🤖 AI Summary
This work proposes the Discrete Transformer, a novel architecture that overcomes the inherent difficulty of existing Transformers in extracting interpretable symbolic programs due to entangled feature representations. By functionally decoupling components—constraining the attention mechanism to serve solely as information routing and restricting the MLP to element-wise operations—and incorporating temperature-annealed sampling, the model enables a reliable mapping from continuous representations to discrete symbolic logic. This approach uniquely facilitates zero-shot algorithmic discovery over continuous variable domains within a Transformer framework, leveraging structured inductive biases and an annealing-driven phase transition mechanism to achieve fine-grained programmatic control. Experiments demonstrate that the framework matches the performance of RNNs while successfully recovering human-readable, executable programs, thereby validating its efficacy in both interpretability and algorithmic discovery.
📝 Abstract
Algorithm extraction aims to synthesize executable programs directly from models trained on specific algorithmic tasks, enabling de novo algorithm discovery without relying on human-written code.
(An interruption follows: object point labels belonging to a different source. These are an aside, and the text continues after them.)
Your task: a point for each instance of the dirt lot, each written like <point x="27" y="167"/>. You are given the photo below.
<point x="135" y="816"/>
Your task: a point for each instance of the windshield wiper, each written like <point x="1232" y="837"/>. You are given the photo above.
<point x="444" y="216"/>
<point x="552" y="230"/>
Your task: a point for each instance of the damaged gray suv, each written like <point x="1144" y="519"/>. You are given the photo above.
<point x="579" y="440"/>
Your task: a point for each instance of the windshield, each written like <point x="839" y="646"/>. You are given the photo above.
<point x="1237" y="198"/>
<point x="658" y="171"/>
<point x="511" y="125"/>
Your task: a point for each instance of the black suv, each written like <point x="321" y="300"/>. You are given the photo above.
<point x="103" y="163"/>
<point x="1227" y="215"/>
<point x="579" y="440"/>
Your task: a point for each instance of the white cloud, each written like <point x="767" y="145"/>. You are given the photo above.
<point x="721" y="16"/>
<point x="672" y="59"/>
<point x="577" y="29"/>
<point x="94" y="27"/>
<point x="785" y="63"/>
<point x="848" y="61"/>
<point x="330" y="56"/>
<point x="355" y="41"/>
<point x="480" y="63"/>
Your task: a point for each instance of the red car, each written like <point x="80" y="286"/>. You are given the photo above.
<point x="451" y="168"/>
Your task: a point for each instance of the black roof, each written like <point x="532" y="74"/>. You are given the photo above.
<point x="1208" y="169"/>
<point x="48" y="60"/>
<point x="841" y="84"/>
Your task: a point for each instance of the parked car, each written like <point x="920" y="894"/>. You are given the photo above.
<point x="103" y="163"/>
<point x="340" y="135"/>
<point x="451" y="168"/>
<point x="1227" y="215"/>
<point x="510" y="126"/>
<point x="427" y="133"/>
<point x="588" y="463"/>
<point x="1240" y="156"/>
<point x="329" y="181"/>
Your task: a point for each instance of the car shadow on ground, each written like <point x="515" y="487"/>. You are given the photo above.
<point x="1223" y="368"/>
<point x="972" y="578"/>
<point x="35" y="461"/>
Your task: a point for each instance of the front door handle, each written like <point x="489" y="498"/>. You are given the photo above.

However, extending this paradigm to Transformer is hindered by superposition, where entangled features encoded in overlapping directions obstruct the extraction of symbolic expressions. In this work, we propose the Discrete Transformer, an architecture explicitly engineered to bridge the gap between continuous representations and discrete symbolic logic. By enforcing a strict functional disentanglement, which constrains Numerical Attention to information routing and Numerical MLP to element-wise arithmetic, and employing temperature-annealed sampling, our method effectively facilitates the extraction of human-readable programs. Empirically, the Discrete Transformer not only achieves performance comparable to RNN-based baselines but crucially extends interpretability to continuous variable domains. Moreover, our analysis of the annealing process shows that the efficient discrete search undergoes a clear phase transition from exploration to exploitation. We further demonstrate that our method enables fine-grained control over synthesized programs by imposing inductive biases. Collectively, these findings establish the Discrete Transformer as a robust framework for demonstration-free algorithm discovery, offering a rigorous pathway toward Transformer interpretability.